Seb is shaking his head at her in disbelief. ‘What intimate life? We didn’t have an intimate life, Rosie, because you didn’t want one! That’s the whole fucking point! I told …’

‘Every time I close my eyes, Seb’ – Rosie moves closer to him, close enough that he can see her revulsion; she doesn’t care as spit from her mouth flies at him – ‘I see you fucking her! Do you have any idea how messed up that is?’ She closes them now briefly, as though to demonstrate, and there they are – naked, Abi sinking her lovely mouth on to his, Seb desire-drunk and clumsy, Abi gasping at the cold press of his wedding ring in her vagina.

Seb doesn’t see it, of course; he’s too obsessed with his own pain as he shouts, ‘And you have no idea how messed up it is feeling like your body is slowly starving, literally dying, Ro …’

Through his shirt she can see his muscles moving in and out, the chaotic beat of his heart, but she doesn’t, she won’t soften – not in front of him, anyway.

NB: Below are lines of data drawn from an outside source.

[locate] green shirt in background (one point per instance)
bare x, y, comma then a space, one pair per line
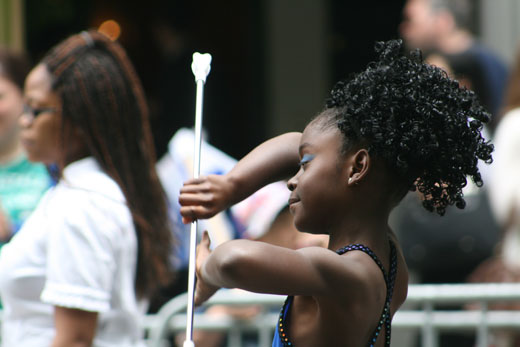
22, 184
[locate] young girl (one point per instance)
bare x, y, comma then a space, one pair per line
98, 242
399, 125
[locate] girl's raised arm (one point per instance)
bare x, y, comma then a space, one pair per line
271, 161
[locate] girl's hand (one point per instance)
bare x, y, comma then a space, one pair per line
204, 197
203, 290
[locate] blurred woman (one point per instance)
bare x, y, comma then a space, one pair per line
99, 242
22, 183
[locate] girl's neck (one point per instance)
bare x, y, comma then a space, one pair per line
10, 151
371, 234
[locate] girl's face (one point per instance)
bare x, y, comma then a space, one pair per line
11, 101
317, 198
41, 119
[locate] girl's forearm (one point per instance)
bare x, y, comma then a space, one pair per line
273, 160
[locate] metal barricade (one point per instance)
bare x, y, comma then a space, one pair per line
423, 316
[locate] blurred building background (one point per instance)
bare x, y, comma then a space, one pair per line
273, 60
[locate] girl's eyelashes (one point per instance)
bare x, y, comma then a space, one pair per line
306, 159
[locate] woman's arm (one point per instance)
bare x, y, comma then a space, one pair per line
74, 328
271, 161
264, 268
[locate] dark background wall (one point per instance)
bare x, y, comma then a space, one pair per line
161, 35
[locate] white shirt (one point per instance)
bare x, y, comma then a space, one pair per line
77, 250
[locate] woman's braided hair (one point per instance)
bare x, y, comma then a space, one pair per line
422, 124
102, 96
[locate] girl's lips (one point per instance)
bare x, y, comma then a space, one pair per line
293, 200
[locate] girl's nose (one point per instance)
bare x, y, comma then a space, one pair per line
291, 184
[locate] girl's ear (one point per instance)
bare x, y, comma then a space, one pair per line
360, 164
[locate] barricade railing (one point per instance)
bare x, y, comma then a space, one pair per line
420, 313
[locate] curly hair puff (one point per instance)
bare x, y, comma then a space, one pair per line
418, 121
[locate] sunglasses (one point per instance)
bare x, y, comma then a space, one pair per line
35, 112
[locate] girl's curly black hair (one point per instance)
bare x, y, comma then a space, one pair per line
418, 121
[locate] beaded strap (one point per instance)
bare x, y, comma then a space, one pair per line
385, 315
385, 318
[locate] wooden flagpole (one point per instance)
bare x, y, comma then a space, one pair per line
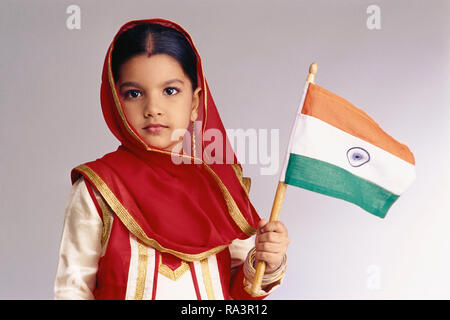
276, 206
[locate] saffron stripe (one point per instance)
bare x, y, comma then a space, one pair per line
340, 113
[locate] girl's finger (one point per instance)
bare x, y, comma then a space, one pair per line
270, 237
275, 226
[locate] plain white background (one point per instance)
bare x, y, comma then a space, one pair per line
256, 56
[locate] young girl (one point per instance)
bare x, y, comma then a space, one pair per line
141, 225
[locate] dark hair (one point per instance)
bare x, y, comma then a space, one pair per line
134, 41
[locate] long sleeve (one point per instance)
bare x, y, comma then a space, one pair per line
80, 247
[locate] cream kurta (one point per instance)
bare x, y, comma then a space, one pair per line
81, 249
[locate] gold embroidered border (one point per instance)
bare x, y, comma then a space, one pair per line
245, 181
207, 279
233, 209
131, 224
107, 219
142, 271
172, 274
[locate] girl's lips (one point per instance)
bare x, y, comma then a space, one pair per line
155, 128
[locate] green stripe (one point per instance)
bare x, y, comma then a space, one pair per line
323, 177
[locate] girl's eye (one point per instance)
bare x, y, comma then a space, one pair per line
132, 94
171, 91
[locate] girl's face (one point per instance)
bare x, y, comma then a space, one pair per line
155, 91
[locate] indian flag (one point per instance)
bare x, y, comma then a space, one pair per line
338, 150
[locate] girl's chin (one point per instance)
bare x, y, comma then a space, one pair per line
169, 146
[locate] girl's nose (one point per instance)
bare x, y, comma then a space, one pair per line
151, 109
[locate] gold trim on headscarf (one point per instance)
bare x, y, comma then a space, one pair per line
131, 224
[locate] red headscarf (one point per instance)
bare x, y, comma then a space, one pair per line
190, 210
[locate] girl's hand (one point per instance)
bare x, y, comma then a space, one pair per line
271, 243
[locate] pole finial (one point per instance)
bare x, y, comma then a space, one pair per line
312, 72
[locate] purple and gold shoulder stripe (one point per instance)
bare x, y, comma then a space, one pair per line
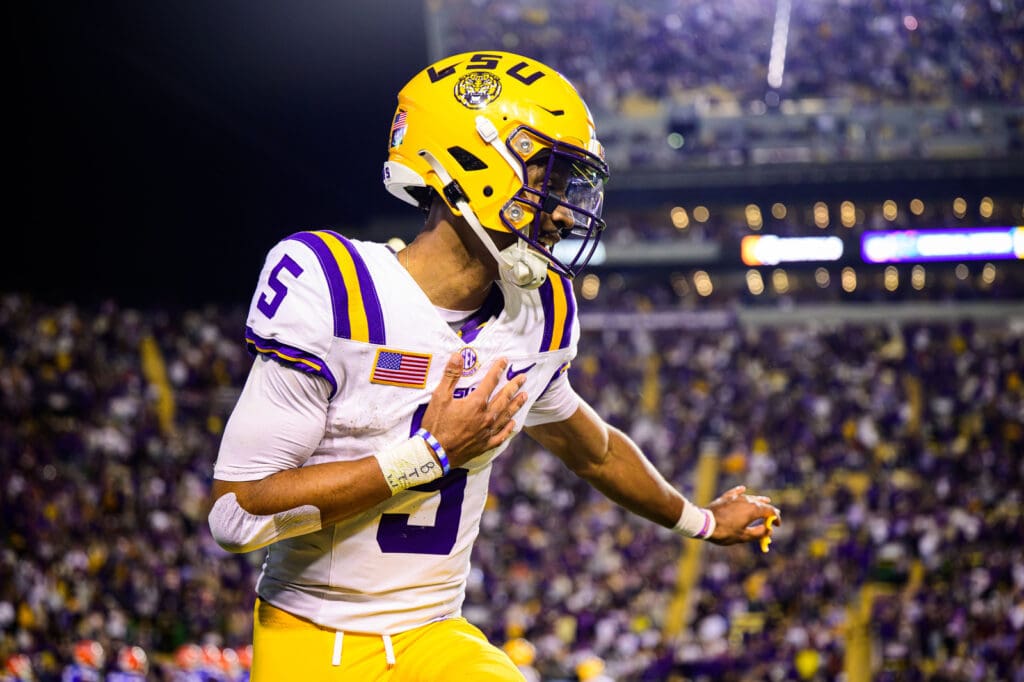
290, 356
559, 311
354, 302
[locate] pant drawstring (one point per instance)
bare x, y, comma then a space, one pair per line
336, 657
388, 650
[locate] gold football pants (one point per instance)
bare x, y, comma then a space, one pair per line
287, 647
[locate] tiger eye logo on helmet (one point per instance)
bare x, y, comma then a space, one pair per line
477, 89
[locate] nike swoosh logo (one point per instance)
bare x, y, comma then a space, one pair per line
512, 373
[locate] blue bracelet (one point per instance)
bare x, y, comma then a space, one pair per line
436, 446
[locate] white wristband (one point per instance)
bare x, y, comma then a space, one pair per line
408, 463
695, 521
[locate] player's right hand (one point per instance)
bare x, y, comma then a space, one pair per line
472, 425
738, 517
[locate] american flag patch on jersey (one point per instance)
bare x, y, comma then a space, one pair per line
398, 368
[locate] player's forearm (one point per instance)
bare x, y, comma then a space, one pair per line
627, 477
338, 489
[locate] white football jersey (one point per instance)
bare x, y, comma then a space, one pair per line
347, 311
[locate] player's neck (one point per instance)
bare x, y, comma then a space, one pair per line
448, 272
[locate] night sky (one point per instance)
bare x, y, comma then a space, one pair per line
161, 148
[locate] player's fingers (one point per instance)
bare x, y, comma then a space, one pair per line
453, 372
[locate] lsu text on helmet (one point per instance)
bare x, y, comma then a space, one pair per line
467, 127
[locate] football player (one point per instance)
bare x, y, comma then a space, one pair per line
386, 383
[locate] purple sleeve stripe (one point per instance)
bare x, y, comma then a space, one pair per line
548, 301
336, 285
569, 311
291, 356
371, 301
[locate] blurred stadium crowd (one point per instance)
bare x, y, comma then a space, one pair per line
893, 451
623, 53
683, 83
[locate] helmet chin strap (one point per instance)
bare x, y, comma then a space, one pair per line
518, 264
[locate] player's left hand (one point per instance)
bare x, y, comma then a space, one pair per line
739, 517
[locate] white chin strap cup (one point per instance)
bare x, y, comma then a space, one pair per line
518, 264
522, 266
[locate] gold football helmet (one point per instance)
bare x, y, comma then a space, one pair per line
466, 128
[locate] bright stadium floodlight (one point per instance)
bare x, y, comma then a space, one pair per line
771, 250
925, 245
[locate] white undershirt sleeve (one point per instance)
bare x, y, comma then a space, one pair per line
558, 402
278, 423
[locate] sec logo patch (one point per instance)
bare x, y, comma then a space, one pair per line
469, 361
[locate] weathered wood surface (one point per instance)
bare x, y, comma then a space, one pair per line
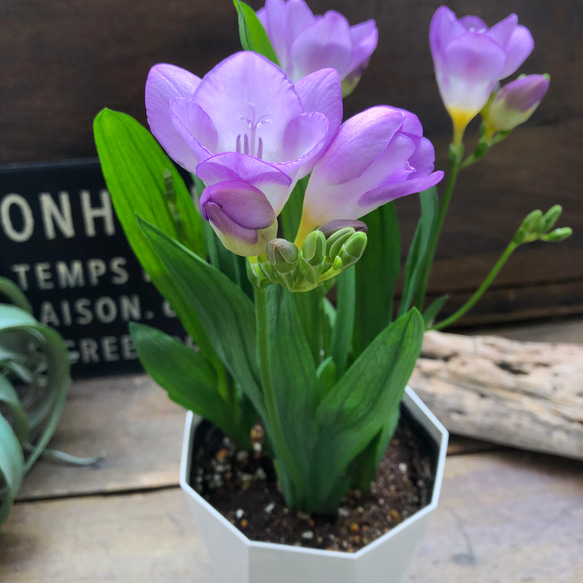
132, 420
129, 418
505, 517
525, 394
63, 60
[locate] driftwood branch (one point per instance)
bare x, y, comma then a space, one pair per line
524, 394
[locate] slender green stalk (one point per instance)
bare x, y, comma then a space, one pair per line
280, 445
480, 291
456, 161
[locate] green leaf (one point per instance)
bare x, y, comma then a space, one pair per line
366, 464
326, 374
360, 404
418, 258
45, 416
433, 310
344, 323
11, 467
310, 308
293, 378
186, 375
133, 166
226, 313
221, 258
9, 398
251, 31
376, 274
12, 292
291, 214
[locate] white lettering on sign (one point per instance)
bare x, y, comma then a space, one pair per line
71, 275
43, 275
90, 213
84, 311
17, 202
105, 349
59, 216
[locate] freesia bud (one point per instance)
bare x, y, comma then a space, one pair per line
283, 255
557, 235
245, 120
331, 227
515, 103
312, 257
335, 242
353, 249
470, 58
377, 156
305, 43
314, 248
552, 216
240, 215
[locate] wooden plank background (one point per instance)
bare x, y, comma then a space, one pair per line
504, 516
63, 60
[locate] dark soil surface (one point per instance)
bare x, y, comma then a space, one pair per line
243, 488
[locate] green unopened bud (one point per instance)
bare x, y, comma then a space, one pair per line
256, 275
456, 154
312, 258
557, 235
551, 217
533, 223
333, 226
169, 192
267, 271
314, 248
336, 240
353, 249
283, 255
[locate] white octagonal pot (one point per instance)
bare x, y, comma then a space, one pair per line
236, 559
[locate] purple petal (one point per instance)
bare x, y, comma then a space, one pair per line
444, 28
473, 24
326, 43
518, 49
411, 124
475, 58
187, 117
523, 94
502, 32
365, 37
247, 95
283, 22
239, 202
386, 193
474, 64
360, 141
322, 92
275, 184
305, 136
164, 83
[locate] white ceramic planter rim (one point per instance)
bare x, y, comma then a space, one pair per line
432, 425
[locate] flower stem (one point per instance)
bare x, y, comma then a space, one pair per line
444, 205
288, 472
480, 291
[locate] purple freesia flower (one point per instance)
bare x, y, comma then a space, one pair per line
469, 59
377, 156
245, 120
240, 215
514, 103
305, 43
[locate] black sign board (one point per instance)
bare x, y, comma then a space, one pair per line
62, 244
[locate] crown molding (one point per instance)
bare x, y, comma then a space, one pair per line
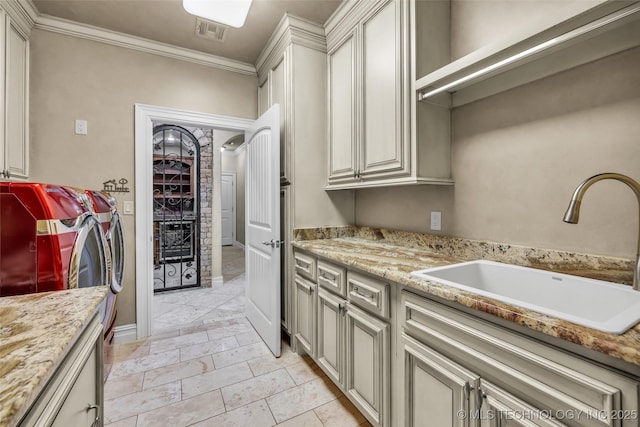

Suddenly she just feels so exhausted. As though her whole energy quota for the day has been used up in the last few seconds, it takes all her effort to move close to him again as she says, ‘I want you to go now Seb.’

He stares at her with dull, expressionless eyes before he starts packing up his disgusting laptop and his notepad and pens. Rosie watches him numbly and just before he heads towards the door she says, ‘Don’t you dare tell anyone anything else about me. Or try and make out like you shagging a prostitute is my fault. If you do, I swear to God I’ll happily let everyone know the shit you really are.’

And just before he walks away, a part of Rosie expects to hear him say her name, apologize or even try to touch her again, and a bigger part of her is terrified when he does none of those things.